Moreover, workers’ pay would be increasingly shaped by opaque algorithms and artificial intelligence systems, shifting compensation decisions away from human managers, clear legal standards, and collective bargaining. This phenomenon—known as algorithmic wage discrimination or surveillance pay—was first documented in app-controlled ride-hail and food-delivery work. It is now spreading to a range of other industries and services.

Unlike traditional wages negotiated through contracts, machine-learning-driven pay can be generated in real-time.

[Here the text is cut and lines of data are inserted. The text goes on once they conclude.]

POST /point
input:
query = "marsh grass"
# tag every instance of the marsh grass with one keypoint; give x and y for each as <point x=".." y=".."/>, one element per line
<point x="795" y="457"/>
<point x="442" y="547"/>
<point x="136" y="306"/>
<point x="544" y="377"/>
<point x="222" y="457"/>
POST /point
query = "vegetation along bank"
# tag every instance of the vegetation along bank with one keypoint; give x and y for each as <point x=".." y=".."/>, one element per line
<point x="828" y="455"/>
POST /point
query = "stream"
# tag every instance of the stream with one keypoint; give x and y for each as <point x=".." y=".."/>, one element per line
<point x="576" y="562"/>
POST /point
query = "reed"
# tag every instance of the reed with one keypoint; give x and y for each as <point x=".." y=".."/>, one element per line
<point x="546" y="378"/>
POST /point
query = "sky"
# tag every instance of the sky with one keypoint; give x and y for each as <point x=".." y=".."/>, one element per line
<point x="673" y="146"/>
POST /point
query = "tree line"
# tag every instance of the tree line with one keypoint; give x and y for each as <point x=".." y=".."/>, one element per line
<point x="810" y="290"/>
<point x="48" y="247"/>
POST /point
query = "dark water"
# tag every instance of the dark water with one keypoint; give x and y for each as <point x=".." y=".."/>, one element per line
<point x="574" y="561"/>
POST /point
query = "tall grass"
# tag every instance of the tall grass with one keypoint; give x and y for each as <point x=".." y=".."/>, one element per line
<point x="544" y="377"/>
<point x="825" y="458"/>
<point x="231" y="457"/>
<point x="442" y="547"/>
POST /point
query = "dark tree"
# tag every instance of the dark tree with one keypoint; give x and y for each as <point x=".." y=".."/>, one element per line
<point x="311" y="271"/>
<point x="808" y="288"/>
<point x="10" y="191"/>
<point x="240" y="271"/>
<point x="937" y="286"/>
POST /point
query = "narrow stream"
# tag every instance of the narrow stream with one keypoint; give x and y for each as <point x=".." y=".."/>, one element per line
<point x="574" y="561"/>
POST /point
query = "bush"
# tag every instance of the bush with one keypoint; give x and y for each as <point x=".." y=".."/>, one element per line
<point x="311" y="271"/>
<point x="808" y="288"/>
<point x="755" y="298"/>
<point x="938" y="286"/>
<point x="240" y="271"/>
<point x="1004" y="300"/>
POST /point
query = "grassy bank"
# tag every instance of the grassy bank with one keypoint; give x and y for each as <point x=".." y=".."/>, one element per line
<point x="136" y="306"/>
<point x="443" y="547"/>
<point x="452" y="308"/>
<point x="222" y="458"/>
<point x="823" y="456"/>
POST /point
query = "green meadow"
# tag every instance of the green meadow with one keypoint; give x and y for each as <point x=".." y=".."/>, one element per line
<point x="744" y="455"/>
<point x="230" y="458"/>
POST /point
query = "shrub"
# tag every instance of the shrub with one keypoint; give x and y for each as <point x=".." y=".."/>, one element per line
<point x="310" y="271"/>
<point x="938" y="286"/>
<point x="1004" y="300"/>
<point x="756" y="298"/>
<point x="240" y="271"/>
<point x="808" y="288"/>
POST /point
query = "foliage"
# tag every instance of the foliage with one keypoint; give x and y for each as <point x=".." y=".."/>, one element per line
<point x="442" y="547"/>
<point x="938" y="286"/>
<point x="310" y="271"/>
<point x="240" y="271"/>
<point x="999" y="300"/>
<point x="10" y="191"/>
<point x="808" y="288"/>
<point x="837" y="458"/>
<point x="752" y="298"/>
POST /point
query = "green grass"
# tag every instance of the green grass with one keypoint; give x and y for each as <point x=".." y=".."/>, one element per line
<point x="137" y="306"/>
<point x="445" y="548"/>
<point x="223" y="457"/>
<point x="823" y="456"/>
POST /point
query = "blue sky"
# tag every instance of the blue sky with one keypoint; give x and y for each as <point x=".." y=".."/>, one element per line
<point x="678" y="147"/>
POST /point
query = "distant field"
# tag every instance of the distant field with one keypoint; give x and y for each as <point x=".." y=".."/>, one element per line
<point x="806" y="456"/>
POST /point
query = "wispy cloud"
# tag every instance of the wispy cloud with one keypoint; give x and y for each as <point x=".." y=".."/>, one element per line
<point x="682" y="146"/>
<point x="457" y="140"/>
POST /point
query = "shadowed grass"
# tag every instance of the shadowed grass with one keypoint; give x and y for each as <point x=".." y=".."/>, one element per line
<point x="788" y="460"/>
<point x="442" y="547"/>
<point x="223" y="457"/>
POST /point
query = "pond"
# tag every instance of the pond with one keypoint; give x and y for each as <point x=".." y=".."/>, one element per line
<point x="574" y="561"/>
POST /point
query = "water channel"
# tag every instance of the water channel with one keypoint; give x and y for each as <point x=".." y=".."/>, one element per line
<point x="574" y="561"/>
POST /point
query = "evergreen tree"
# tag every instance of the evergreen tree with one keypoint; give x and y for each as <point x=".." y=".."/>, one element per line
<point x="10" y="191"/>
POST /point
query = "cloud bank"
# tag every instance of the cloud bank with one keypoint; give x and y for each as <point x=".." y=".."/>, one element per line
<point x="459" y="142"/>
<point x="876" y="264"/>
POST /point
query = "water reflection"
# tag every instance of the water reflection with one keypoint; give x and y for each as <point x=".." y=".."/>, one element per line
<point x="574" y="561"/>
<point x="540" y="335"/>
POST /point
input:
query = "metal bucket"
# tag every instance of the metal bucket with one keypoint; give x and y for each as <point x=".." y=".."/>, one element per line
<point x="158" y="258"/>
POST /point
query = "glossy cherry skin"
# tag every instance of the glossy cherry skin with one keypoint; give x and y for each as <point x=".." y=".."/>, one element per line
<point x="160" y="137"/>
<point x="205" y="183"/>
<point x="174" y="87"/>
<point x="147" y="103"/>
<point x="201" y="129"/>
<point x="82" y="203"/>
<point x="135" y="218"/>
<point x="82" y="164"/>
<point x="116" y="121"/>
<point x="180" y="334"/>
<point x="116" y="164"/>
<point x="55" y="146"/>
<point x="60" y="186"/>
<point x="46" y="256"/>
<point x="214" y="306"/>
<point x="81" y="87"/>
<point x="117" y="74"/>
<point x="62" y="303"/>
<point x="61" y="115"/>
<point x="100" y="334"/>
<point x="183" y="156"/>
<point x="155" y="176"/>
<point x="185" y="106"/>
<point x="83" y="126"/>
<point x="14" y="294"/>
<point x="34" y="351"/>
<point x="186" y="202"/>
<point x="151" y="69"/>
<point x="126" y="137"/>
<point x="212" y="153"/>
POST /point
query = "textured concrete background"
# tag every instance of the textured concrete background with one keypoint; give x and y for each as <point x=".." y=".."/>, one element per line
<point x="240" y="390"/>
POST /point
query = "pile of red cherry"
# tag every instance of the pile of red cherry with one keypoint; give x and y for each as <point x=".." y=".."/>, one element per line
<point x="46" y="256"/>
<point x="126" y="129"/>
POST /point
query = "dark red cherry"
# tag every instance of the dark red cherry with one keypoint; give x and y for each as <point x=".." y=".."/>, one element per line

That makes income variable, uncertain, and inscrutable to the workers who rely upon it.

The narrative that AI inevitably leads to a predetermined future of universal prosperity is therefore overly simplistic.

Amara’s Law teaches us that we tend to overestimate the impact of technology in the short-term, during the hype phase of development, but substantially underestimate its effect in the long-term as new ideas, products, processes, and business models proliferate.

Similarly, Gartner’s Hype Cycle methodology consistently shows that every technological breakthrough moves from a “Peak of Inflated Expectations” to a “Trough of Disillusionment.” The current frenzy may simply be accelerating that familiar cycle. 

In summary, newer technologies might disrupt faster thanks to integrated supply chains, faster R&D and larger investments. Yet their economic consequences are unlikely to unfold in a neat or linear fashion.

Even as we look ahead, markets may be interpreting the future through the rear-view mirror.